RÉDACTION PUBLICITAIRE / La légalisation du cannabis et la culture de plants à domicile constituent un dossier épineux pour les propriétaires d’immeubles locatifs. Et le fait que la Chambre haute ait finalement donné son feu vert à la version réamandée du projet de loi C-45 - s’inclinant du même coup devant la volonté du gouvernement Trudeau de ne pas reconnaître aux provinces le droit d’interdire la culture à domicile - vient amplifier l’inquiétude qui règne chez les propriétaires d’immeubles de logements locatifs du Québec.

Selon un sondage réalisé par la Corporation des propriétaires immobiliers du Québec (CORPIQ), en juin 2018, 84 % des propriétaires d’immeubles de logements locatifs sondés se disent très inquiets face à une éventuelle légalisation du cannabis à des fins récréatives ; alors qu’en janvier 2017, la CORPIQ a réalisé le même sondage et 74% des répondants affirmaient être très inquiets.
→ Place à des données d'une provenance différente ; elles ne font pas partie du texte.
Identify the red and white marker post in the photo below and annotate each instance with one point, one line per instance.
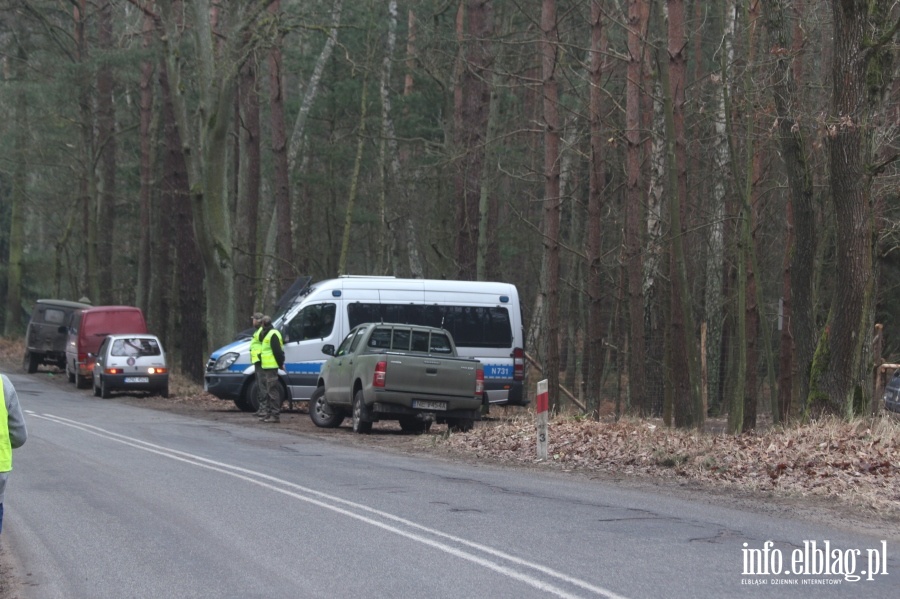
(542, 419)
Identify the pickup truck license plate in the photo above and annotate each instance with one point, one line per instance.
(424, 404)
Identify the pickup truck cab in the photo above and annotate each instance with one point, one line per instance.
(388, 371)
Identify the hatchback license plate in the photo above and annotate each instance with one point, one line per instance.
(429, 405)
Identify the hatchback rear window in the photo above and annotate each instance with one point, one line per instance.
(135, 347)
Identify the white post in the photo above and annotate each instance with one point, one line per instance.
(542, 419)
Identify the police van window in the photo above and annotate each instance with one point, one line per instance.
(315, 321)
(471, 326)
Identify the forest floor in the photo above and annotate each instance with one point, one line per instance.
(846, 474)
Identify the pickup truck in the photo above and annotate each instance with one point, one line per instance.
(387, 371)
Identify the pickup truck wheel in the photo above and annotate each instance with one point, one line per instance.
(317, 412)
(360, 415)
(413, 425)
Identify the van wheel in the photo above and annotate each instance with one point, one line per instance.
(361, 415)
(317, 412)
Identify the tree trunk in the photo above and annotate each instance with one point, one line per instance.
(715, 260)
(551, 216)
(147, 159)
(597, 183)
(684, 367)
(472, 98)
(12, 324)
(634, 202)
(840, 377)
(284, 258)
(246, 231)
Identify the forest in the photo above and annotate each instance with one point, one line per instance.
(697, 199)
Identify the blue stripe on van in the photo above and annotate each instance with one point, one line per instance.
(498, 371)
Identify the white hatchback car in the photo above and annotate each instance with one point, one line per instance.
(131, 362)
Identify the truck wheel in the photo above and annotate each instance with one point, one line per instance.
(32, 360)
(317, 412)
(361, 424)
(460, 425)
(414, 425)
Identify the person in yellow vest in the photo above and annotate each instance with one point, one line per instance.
(271, 359)
(12, 433)
(255, 349)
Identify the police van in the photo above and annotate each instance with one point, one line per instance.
(484, 318)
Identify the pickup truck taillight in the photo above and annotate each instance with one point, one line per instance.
(518, 364)
(380, 372)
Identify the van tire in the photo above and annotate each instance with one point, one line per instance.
(32, 360)
(80, 381)
(317, 412)
(361, 423)
(413, 425)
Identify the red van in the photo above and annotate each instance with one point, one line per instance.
(87, 330)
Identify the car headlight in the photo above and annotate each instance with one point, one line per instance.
(225, 360)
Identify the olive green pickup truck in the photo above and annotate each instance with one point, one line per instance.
(385, 371)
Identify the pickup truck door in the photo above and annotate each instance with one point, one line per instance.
(337, 383)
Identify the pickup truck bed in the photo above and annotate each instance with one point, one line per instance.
(384, 371)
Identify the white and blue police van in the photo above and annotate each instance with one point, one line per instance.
(484, 318)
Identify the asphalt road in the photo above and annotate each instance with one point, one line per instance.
(112, 500)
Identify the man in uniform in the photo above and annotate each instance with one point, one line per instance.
(12, 432)
(255, 348)
(271, 359)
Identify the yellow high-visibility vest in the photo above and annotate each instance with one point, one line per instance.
(268, 358)
(5, 444)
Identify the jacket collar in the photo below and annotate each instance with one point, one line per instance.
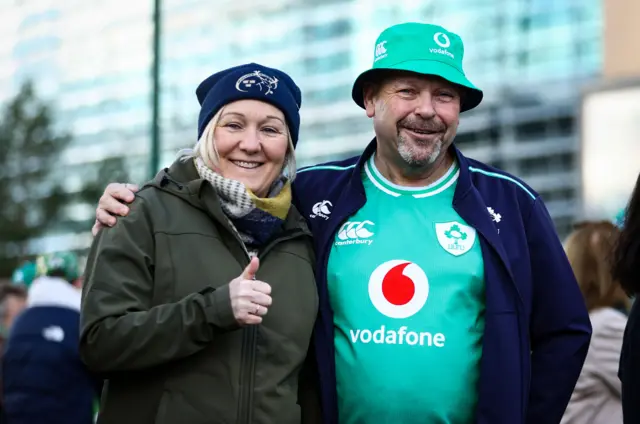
(182, 180)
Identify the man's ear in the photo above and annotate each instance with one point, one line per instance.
(369, 92)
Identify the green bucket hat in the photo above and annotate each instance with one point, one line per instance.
(424, 49)
(62, 262)
(24, 275)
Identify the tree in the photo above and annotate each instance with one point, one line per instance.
(33, 196)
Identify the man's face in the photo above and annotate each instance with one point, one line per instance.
(14, 305)
(415, 116)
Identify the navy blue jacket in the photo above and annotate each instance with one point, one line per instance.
(44, 380)
(537, 328)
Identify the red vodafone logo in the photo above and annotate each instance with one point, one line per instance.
(398, 288)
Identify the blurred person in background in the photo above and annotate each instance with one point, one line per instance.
(626, 270)
(14, 296)
(596, 398)
(13, 299)
(452, 268)
(199, 305)
(44, 380)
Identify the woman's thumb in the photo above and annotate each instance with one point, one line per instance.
(250, 271)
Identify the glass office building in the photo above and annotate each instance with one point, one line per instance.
(94, 59)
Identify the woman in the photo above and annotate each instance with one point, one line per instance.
(596, 398)
(198, 306)
(626, 269)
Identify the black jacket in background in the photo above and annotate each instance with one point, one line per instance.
(629, 372)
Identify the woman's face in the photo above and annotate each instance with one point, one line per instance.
(252, 140)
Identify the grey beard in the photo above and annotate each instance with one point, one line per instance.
(408, 155)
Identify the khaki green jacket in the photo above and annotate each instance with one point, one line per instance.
(157, 319)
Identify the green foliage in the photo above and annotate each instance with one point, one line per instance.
(34, 198)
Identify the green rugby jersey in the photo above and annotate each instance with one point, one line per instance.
(406, 284)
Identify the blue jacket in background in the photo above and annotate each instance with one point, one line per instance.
(537, 328)
(44, 380)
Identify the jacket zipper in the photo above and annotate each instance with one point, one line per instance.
(250, 339)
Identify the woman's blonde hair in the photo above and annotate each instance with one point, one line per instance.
(206, 149)
(589, 248)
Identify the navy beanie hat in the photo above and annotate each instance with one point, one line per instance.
(250, 81)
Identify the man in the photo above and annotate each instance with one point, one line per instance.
(44, 380)
(445, 294)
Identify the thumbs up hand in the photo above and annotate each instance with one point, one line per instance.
(250, 298)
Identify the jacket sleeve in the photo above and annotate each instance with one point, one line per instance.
(560, 329)
(120, 330)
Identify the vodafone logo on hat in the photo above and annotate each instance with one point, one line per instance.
(398, 288)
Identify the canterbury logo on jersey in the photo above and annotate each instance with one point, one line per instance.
(355, 233)
(321, 209)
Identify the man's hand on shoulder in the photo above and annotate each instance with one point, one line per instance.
(113, 203)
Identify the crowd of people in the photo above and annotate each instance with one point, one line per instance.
(409, 284)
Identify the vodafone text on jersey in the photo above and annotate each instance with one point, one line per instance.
(398, 289)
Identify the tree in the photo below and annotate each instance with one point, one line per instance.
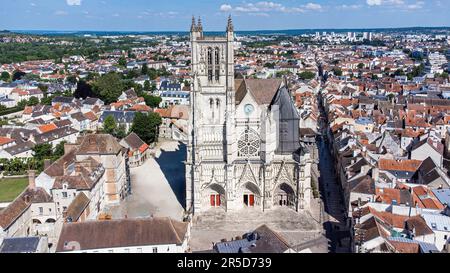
(146, 126)
(43, 151)
(72, 79)
(47, 100)
(121, 132)
(307, 75)
(147, 85)
(337, 72)
(109, 125)
(43, 87)
(152, 101)
(17, 75)
(144, 69)
(108, 87)
(59, 150)
(5, 76)
(22, 103)
(152, 73)
(83, 90)
(33, 101)
(122, 61)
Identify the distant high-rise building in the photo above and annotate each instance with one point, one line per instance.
(366, 36)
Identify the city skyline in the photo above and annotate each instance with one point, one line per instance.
(109, 15)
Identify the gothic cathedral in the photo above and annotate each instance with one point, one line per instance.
(243, 145)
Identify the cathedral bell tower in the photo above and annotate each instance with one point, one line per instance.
(212, 104)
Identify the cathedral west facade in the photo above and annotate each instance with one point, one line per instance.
(243, 147)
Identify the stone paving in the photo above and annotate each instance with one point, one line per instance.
(297, 228)
(157, 186)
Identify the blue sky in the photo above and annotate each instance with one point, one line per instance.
(163, 15)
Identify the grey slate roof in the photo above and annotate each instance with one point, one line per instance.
(20, 245)
(289, 122)
(262, 240)
(119, 116)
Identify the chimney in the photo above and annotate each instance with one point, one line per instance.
(47, 163)
(32, 179)
(68, 147)
(78, 168)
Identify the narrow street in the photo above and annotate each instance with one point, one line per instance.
(331, 194)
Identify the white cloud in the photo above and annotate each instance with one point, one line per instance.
(398, 4)
(73, 2)
(313, 6)
(61, 13)
(263, 8)
(226, 8)
(384, 2)
(417, 5)
(349, 7)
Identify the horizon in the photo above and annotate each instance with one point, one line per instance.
(216, 31)
(248, 15)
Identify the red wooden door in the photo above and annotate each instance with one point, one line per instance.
(218, 200)
(252, 200)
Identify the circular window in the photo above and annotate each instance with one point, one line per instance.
(249, 144)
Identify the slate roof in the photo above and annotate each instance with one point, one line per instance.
(99, 144)
(262, 90)
(288, 142)
(119, 116)
(11, 213)
(127, 232)
(262, 240)
(134, 141)
(77, 207)
(20, 148)
(20, 245)
(55, 134)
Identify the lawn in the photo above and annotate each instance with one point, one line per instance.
(11, 188)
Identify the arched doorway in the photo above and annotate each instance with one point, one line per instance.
(284, 196)
(251, 195)
(216, 196)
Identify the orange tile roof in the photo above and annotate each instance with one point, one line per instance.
(28, 110)
(386, 196)
(399, 165)
(143, 147)
(90, 115)
(5, 140)
(47, 127)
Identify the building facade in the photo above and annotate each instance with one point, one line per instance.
(243, 148)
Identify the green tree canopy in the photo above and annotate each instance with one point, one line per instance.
(307, 75)
(5, 76)
(109, 125)
(152, 101)
(108, 87)
(122, 61)
(33, 101)
(144, 69)
(337, 72)
(43, 151)
(147, 86)
(59, 150)
(146, 126)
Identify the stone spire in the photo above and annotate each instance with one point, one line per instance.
(193, 26)
(199, 25)
(230, 27)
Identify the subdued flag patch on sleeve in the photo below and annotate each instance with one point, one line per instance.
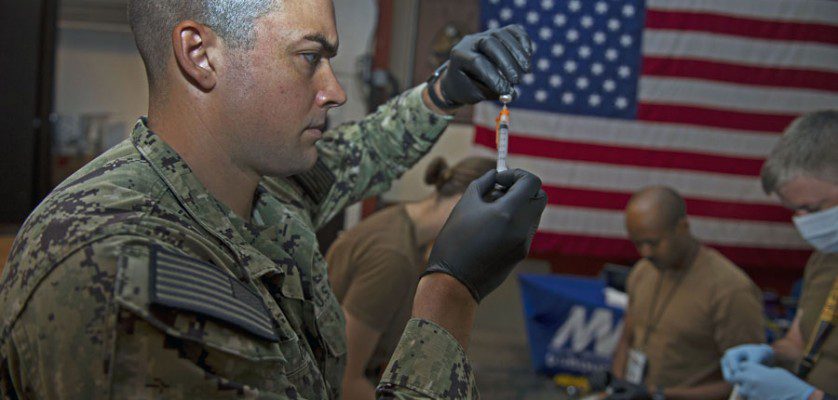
(188, 284)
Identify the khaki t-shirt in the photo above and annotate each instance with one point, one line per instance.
(373, 270)
(715, 307)
(821, 272)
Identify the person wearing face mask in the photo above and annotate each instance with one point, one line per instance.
(802, 170)
(687, 305)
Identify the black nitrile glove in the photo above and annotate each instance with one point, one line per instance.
(624, 390)
(486, 65)
(483, 239)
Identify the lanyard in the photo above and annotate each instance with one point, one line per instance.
(652, 323)
(820, 332)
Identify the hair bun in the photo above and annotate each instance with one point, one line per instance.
(436, 171)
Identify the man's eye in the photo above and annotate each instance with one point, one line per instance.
(312, 58)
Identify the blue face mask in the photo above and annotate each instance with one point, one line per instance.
(820, 229)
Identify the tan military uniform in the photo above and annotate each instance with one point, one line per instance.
(131, 281)
(373, 270)
(696, 314)
(821, 272)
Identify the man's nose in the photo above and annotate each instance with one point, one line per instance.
(645, 250)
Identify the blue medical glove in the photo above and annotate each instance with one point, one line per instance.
(756, 381)
(735, 356)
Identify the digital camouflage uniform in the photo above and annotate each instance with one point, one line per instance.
(131, 281)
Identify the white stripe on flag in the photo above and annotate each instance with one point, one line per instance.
(749, 98)
(618, 132)
(628, 179)
(728, 232)
(806, 11)
(768, 53)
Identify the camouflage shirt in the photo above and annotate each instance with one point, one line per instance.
(131, 281)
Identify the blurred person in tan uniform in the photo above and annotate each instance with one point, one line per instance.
(374, 269)
(803, 171)
(687, 305)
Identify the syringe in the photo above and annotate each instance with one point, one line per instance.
(502, 133)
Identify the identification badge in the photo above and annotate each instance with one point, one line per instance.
(636, 366)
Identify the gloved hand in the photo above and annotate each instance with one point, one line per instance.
(624, 390)
(482, 240)
(485, 65)
(756, 381)
(735, 356)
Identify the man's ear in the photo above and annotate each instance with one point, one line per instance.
(683, 225)
(195, 46)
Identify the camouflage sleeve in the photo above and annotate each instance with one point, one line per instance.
(66, 325)
(361, 159)
(427, 364)
(83, 326)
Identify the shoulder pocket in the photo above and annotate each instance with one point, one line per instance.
(197, 301)
(192, 285)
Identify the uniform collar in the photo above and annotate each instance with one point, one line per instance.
(215, 217)
(201, 205)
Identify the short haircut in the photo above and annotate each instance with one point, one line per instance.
(809, 147)
(152, 22)
(668, 204)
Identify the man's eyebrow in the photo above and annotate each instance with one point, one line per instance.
(331, 49)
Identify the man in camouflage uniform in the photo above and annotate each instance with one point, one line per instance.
(183, 263)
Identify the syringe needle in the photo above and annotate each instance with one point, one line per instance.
(502, 132)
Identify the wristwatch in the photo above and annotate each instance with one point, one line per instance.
(658, 395)
(442, 104)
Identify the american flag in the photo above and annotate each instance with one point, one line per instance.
(692, 94)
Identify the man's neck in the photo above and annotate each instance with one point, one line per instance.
(425, 221)
(690, 253)
(195, 140)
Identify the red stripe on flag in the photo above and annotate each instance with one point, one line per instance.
(547, 244)
(700, 116)
(740, 74)
(576, 197)
(557, 149)
(739, 26)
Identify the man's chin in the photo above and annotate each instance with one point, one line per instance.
(303, 164)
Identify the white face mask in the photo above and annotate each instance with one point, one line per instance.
(820, 229)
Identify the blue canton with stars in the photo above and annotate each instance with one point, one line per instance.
(588, 53)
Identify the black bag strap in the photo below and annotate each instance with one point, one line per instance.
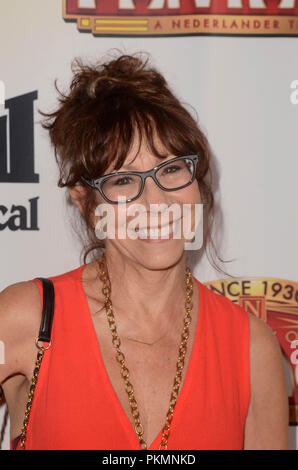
(48, 310)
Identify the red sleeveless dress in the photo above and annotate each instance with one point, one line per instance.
(75, 406)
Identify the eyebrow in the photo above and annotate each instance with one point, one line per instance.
(126, 168)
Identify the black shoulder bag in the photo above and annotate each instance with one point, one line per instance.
(44, 335)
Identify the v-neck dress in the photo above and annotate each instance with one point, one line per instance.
(76, 407)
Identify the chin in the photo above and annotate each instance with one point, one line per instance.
(157, 256)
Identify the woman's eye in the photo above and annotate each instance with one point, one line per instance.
(171, 169)
(123, 180)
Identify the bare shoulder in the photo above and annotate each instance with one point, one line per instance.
(20, 315)
(267, 419)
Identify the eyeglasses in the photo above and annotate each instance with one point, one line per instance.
(171, 175)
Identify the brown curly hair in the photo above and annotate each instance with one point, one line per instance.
(95, 124)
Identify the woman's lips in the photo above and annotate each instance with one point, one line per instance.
(158, 234)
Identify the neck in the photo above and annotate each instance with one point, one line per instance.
(153, 297)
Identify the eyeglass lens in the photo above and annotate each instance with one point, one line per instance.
(172, 176)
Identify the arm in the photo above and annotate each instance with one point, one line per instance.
(266, 424)
(20, 308)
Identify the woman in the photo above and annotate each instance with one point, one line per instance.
(124, 321)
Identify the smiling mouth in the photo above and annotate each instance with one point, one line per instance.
(158, 232)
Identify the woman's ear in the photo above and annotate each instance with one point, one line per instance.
(78, 194)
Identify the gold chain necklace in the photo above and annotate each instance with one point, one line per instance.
(139, 430)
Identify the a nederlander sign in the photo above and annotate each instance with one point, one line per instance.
(184, 17)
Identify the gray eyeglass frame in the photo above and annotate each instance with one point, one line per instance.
(97, 183)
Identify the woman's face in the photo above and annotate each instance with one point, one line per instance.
(155, 250)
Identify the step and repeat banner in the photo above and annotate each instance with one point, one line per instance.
(235, 62)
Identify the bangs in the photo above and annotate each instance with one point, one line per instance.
(163, 134)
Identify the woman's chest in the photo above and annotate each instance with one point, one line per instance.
(141, 381)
Délais de 3 mois pour modifier les baux
Cependant, le fait que le gouvernement du Québec ait amendé son projet de loi 157 pour permettre aux propriétaires d’interdire le cannabis dans leurs baux existants vient quelque peu conforter les proprios. Ces derniers disposeront de trois mois, après l’entrée en vigueur de la loi provinciale, pour envoyer un avis de modification de bail unilatéral aux locataires afin d’interdire le cannabis dans leurs logements. Toutefois, une personne consommant du cannabis à des fins thérapeutiques serait dans le droit de refuser l’ajout de cette interdiction au bail. Dans ce cas, le propriétaire devra introduire une demande à la Régie du logement et ce sera au tribunal de statuer sur le bien-fondé ou non du refus du locataire.

Les données de la CORPIQ indiquent que parmi les propriétaires ayant au moins un bail permettant de fumer, 86% se prévaudront du délai de trois mois prévu dans la loi québécoise pour ajouter une clause interdisant le cannabis.